Hak Suami atas Istrinya
Secara garis besar, apa yang menjadi kewajiban suami adalah hak istri. Begitupun sebaliknya apa yang menjadi hak suami merupakan kewajiban istri yang harus ditunaikan. Hak suami secara global setidaknya termuat dalam firman Allah,
فَالصَّالِحَاتُ قَانِتَاتٌ حَافِظَاتٌ لِلْغَيْبِ بِمَا حَفِظَ اللَّهُ ۚ
“.. Sebab itu maka wanita yang shalihah ialah yang taat kepada Allah lagi memelihara diri ketika suaminya tidak ada, oleh karena Allah telah memelihara (mereka).. (An-Nisa : 34)

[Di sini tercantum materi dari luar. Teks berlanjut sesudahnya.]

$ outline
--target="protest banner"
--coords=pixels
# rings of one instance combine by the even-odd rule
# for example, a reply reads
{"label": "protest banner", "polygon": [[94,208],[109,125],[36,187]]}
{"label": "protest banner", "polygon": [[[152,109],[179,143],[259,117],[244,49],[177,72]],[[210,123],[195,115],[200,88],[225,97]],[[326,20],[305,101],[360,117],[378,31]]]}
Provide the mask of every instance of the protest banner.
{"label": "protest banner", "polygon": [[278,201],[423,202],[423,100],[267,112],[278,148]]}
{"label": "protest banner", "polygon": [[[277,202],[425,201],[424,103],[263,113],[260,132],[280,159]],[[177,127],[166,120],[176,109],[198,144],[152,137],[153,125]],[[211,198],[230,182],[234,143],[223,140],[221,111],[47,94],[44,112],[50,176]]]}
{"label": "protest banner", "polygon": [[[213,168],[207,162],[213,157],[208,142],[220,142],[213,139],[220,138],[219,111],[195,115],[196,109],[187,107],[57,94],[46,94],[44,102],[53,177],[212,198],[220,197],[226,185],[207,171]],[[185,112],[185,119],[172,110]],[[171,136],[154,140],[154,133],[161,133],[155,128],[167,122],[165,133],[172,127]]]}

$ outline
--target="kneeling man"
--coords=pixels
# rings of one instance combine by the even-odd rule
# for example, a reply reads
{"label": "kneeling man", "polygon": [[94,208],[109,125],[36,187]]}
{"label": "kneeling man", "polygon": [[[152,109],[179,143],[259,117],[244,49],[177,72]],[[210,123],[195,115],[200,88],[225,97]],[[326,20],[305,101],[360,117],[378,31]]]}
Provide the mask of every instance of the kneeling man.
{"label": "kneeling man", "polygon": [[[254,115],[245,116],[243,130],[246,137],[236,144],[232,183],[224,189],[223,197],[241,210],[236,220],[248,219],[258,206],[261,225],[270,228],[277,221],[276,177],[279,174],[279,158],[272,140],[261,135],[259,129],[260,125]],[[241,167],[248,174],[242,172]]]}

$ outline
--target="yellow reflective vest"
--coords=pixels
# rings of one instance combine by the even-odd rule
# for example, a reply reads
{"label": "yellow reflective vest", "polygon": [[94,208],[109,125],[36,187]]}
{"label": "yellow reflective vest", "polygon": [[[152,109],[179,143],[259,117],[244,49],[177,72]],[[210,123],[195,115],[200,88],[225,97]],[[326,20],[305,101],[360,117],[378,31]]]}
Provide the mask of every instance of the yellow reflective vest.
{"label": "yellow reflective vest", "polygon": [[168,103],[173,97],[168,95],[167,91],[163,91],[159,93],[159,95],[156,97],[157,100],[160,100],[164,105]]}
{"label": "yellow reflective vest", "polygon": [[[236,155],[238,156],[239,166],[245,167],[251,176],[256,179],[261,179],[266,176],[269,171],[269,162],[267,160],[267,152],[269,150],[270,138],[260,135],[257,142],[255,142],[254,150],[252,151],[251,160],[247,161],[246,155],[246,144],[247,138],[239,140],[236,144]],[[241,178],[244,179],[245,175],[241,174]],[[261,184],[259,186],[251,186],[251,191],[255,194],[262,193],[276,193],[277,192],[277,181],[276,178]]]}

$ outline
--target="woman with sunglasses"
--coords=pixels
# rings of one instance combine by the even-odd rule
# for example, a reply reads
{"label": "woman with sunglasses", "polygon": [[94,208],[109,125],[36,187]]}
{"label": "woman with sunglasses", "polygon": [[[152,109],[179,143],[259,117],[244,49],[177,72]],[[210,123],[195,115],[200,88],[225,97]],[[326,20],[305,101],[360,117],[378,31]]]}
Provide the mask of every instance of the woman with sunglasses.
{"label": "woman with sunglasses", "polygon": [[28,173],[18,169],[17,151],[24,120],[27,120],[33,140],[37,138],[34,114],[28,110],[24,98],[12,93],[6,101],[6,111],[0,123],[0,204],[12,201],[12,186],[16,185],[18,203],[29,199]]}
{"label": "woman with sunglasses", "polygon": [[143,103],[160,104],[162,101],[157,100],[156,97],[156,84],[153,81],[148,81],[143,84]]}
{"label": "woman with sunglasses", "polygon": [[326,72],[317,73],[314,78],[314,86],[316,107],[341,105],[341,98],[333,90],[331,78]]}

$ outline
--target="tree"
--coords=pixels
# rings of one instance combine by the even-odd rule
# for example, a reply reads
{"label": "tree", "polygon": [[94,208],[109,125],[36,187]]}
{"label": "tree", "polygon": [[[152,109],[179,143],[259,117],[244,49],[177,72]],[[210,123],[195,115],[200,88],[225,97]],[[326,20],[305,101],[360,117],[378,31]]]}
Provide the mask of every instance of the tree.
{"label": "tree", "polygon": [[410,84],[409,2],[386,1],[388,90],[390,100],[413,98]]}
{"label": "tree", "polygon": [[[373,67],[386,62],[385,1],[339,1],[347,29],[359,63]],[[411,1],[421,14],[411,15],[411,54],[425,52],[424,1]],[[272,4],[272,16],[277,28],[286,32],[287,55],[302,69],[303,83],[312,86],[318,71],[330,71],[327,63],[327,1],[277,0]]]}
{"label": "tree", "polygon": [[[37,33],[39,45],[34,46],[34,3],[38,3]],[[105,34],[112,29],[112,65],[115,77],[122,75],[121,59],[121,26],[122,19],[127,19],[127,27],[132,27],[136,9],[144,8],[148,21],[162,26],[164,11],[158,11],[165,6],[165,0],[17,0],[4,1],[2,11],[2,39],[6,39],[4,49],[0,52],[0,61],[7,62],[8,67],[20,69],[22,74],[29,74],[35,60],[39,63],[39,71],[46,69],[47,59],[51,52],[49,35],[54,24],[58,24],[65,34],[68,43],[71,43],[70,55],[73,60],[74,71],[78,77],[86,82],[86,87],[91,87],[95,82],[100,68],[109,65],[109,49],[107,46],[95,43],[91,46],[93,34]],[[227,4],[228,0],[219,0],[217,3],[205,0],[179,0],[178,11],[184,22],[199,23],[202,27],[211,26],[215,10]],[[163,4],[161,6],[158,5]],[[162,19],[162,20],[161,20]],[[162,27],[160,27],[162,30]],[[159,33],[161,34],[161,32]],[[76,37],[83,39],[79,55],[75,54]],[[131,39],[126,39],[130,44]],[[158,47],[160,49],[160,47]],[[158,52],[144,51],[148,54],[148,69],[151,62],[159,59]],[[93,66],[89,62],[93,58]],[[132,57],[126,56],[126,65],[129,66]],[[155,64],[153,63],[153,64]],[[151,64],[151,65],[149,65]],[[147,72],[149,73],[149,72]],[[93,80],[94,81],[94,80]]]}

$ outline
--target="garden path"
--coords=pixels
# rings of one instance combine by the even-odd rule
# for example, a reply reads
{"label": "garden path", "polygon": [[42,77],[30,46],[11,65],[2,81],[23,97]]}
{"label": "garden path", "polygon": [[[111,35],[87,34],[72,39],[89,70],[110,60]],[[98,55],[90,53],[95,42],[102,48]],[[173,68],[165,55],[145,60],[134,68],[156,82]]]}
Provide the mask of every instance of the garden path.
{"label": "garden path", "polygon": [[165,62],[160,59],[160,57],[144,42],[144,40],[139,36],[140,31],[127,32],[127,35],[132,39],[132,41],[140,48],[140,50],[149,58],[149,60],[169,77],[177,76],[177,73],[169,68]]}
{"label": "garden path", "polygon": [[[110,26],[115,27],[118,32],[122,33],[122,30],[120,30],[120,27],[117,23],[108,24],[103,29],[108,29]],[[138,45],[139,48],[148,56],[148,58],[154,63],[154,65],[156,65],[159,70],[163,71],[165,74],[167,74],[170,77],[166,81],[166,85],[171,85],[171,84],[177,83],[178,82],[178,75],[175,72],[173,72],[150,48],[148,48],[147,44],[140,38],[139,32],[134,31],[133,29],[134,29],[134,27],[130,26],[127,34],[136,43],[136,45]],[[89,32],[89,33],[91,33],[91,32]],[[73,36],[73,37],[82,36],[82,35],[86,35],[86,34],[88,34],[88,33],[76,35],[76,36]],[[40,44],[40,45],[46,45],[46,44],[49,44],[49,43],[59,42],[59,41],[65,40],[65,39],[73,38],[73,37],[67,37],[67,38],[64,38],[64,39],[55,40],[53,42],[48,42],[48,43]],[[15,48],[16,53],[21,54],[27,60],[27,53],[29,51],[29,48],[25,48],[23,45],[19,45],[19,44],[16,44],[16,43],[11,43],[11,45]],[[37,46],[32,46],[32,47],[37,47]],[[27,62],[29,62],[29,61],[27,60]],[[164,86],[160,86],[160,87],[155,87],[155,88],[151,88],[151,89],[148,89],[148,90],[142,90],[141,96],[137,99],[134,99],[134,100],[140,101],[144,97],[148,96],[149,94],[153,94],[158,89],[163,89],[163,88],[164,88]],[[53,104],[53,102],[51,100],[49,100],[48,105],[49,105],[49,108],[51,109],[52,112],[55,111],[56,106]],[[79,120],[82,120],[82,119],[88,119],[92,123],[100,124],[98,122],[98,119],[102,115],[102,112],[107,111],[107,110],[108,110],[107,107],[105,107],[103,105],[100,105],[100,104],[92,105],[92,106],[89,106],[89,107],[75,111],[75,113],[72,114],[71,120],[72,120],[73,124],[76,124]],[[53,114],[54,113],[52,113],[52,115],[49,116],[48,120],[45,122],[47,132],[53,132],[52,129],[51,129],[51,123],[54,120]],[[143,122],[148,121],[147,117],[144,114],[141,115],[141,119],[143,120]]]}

Tamim Ad-Dari meriwayatkan, bahwasanya Rasulullah n bersabda, “Hak suami atas istrinya; ia tidak boleh meninggalkan tempat tidur suami, harus menerima dengan baik bagian yang diberikan suami, mentaati perintahnya, tidak keluar rumah kecuali atas izinnya, dan tidak memasukkan (orang) yang tidak disukai suami.” (HR. Imam Thabrani)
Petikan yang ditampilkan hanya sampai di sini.